User-space RCU: Memory-barrier menagerie

Most parallel code does not use explicit memory barriers. After all, the required memory barriers are coded into the underlying primitives, such as locking, atomic operations, and RCU. This allows most developers to use these primitives and cheerfully ignore memory barriers. However, if you need the ultimate in performance and scalability, or if you need to work on the underlying primitives, then you will need a solid understanding of memory barriers. This document is intended to provide that understanding. Although it uses the userspace RCU library's primitives, the concepts also apply to other environments, including the Linux kernel.

Conceptual underpinnings

It is worth clearly stating what memory barriers are not:

1. Memory barriers are not a way of making prior memory accesses get done faster.

   On the contrary, although memory barriers might slow down subsequent stores, they rarely make anything go faster.

2. Memory barriers are not fairy dust that magically makes your concurrent program work correctly.

   Yes, sprinkling memory barriers might reduce your failure probabilities, but so might random delays. If you use memory barriers, you had better understand them.

3. Memory barriers are not a mechanism that commits prior stores to main memory.

   In fact, memory barriers control memory-mapped I/O (MMIO), store buffers, and perhaps also caches, but not normally main memory.

4. Memory barriers are not a broadcast mechanism that transmits prior stores to other CPUs.

   Memory barriers do not necessarily transmit anything, they only force ordering.

5. Memory barriers are not a way of providing unconditional ordering guarantees.

   You cannot expect an isolated memory barrier to do much of anything for you, except in a very few special cases.
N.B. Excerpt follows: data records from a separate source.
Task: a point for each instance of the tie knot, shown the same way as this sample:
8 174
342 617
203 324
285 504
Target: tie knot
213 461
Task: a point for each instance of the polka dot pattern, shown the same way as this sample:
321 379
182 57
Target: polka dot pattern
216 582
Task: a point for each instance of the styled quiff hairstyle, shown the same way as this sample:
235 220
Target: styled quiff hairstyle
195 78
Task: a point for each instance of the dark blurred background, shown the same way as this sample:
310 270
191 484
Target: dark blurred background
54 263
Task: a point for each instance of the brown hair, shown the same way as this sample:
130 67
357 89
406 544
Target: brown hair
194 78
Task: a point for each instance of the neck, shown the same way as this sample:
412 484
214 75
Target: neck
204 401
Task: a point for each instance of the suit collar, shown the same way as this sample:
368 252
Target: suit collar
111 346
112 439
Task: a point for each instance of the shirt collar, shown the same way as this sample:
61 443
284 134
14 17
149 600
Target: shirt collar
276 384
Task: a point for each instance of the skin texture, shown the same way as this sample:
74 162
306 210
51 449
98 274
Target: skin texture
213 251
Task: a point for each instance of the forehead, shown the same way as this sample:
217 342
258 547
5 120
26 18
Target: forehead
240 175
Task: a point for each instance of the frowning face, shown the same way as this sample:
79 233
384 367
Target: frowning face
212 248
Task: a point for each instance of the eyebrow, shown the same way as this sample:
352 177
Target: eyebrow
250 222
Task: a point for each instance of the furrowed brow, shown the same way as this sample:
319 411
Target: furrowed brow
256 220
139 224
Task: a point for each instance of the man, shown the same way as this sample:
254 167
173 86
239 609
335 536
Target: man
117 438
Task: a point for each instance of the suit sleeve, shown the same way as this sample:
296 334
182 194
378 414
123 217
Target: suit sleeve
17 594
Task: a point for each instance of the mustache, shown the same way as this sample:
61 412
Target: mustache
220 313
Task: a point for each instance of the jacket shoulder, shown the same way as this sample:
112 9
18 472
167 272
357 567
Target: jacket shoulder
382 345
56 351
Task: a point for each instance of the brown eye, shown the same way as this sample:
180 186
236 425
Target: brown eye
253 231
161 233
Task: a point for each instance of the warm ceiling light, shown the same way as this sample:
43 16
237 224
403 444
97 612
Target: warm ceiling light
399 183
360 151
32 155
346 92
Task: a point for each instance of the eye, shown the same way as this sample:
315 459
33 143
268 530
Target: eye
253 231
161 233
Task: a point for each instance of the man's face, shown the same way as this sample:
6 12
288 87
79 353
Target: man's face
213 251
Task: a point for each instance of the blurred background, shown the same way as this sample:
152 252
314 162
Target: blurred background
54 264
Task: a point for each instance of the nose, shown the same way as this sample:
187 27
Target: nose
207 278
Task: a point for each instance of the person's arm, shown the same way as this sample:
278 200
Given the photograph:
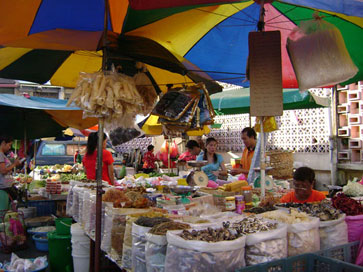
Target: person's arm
4 170
111 174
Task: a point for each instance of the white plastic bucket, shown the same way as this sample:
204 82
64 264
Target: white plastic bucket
80 263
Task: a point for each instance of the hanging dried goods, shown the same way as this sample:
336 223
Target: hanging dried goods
347 205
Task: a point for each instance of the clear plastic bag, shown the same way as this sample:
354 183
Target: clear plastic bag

You must instead work with pairs of memory barriers.

The truth is that pairs of memory barriers provide conditional ordering guarantees. The conditional nature of these guarantees is encapsulated in if-then conditions. To illustrate this, let's look at a simple example where x and y both are initially equal to zero:

CPU 0                    CPU 1

x = 1;                   r1 = y;
cmm_smp_mb();            cmm_smp_mb();
y = 1;                   r2 = x;

The pair of memory barriers is the pair of cmm_smp_mb() statements. Now, if r1 == 1, then we know that CPU 0's store to y preceded CPU 1's load from y. If this condition is met, then the two memory barriers guarantee that CPU 0's store to x also preceded CPU 1's load from x, which means that r2 == 1. In short, this memory-barrier pair guarantees that if r1 == 1, then r2 == 1, as illustrated in the diagram to the right.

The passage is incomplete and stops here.